В первый раз я ощутил это, когда мы шли из Финляндии… Утро, серый снежный день, серая снежная степь без конца, серое небо без краю… За спиной случайный ночлег, который ты оставляешь навсегда… А где-то далеко уже не существует твоего дома… Твои корни вырваны… Ты – щепка, плывущая в водовороте, маленькая частичка Великого Кочевья… Не человек, а именно частичка, безвольно попавшая в движение водоворота… И твой утраченный дом не важен, потому что утрачен не только твой дом; и не важна разорванность связи с призрачно существующими мамой и отцом, потому что все связи вокруг тебя разорваны, и не важен твой путь, потому что он независим от тебя…
Мы с Женькой Чернецким оба знали тогда, что чувствуем одно и то же. И что нас, независимо от нашей воли, скоро разведет в стороны… Мы только успели тогда понять, что нашли друг друга.
Женька… Как много значит в моей жизни это имя!.. Но если в прекрасно чужом мире моего брата я мог бы и хотел бы быть только гостем, то Женька Чернецкой… Ладно, о таком молчат даже в мыслях.
А возможно ли разорвать эту прозрачную каучуковую оболочку? Если по-настоящему осознать, что Женя погиб, что Вадик умер, что очень хочется положить голову на колени маме… Что нет больше московской квартиры…
Но вы этого не сделаете, г-н прапорщик… А может быть, вам только кажется, что вы можете это сделать?»
– А скажите, г-н штабс-капитан… – обратился Сережа к Некрасову. За ночь его изрядно полихорадило, об этом говорила темная корка на растрескавшихся губах. – Мне, собственно, еще вчера хотелось вас спросить… Вам ничего не говорит такое имя – Елена Ронстон?
«Вот бомба, наконец, и разорвалась», – подумал Вадим. Сережин вопрос прозвучал очень неожиданно – до этого речь шла о том, как долго имеет смысл пережидать в сторожке. Юрий, как показалось Вадиму, не изменился в лице.
– А с чем для вас связано это имя, г-н прапорщик? – ответил он вопросом, и голос его, к удивлению Вишневского, прозвучал почти мягко.
Средь благовонной тишины
В ночи склоняю я колена,
Мои уста обожжены
Заветным именем «Елена».
Я пью. В священном кубке дно
Звездой мерцает сокровенной,
Есть двуединое одно:
Я – рыцарь ночи и Елены.
Жизнь, душу, кровь мою за меч,
Летящий молнией надменной,
За меч, что в силах влёт рассечь
Все путы лунные Елены.
Все сроки нам предрешены,
И жизнь отвечная нетленна,
Мои уста освежены
Волшебным именем «Елена», —
негромко процитировал Сережа.
– Как это называется?
– «Ноктюрн к Елене». Собственно, это только наброски к нему. Женя хотел закончить, но я не знаю, закончил ли… Это посвящается Елене Ронстон – больше мне это имя ничего не говорит. Так вы знали ее, г-н штабс-капитан?

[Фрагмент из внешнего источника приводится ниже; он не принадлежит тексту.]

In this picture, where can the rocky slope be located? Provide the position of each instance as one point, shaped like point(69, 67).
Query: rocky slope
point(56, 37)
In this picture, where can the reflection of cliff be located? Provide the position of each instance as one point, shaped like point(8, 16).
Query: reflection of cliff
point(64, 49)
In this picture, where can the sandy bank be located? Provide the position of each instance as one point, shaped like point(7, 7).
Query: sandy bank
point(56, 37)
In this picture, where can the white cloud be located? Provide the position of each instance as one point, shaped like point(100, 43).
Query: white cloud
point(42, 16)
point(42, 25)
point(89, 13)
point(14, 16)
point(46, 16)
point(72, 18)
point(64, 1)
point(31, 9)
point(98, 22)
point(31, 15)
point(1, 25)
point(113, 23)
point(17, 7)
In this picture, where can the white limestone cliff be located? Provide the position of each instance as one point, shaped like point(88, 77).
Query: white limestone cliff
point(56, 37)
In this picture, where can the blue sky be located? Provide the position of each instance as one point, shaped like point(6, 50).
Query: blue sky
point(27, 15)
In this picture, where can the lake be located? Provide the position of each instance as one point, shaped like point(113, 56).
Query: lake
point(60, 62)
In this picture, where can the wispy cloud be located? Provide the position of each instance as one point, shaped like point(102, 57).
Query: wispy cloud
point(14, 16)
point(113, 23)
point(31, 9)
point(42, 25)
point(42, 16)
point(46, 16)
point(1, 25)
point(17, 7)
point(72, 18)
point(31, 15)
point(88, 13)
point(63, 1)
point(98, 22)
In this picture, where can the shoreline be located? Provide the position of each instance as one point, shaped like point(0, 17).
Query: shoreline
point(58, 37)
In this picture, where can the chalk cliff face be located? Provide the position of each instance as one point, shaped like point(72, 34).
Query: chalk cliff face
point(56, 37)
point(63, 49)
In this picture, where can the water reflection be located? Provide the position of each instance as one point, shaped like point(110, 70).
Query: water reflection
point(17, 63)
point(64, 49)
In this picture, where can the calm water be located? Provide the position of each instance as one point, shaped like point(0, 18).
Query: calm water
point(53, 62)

– Не то чтобы знал, но знаком я с ней был, г-н прапорщик.
– Ну да, конечно же были, – улыбнулся Сережа, – ведь вы же знали Женю по Петербургу! Красивое имя… Женя вообще придавал очень большое значение именам. «Имена сольются в вензеле двойном…» – это тоже из стихотворений к Елене Ронстон.
– Тонкая натура, – задумчиво произнес Юрий. – Слишком тонкая. А где тонко, там и рвется. – И, посмотрев на собеседника сквозь стакан, он залпом выпил его содержимое.
– Вы говорите о Елене Ронстон?
– Именно, молодой человек.
– Г-н штабс-капитан! – Побледневший Сережа медленно поднялся за столом. – Эту женщину любил Женя.
– И вы, безусловно, полагаете, г-н прапорщик, – Юрий так же медленно поднялся напротив Сережи, – что это поднимает ее на недосягаемую высоту?
– Господа, господа! Юрий!
– Г-н штабс-капитан, смею заметить, что не могу воспринять ваши слова иначе, как вызов.
– Когда вам угодно?
– Немедля.
– Я к вашим услугам. Ах, черт! Я не могу стреляться с раненым.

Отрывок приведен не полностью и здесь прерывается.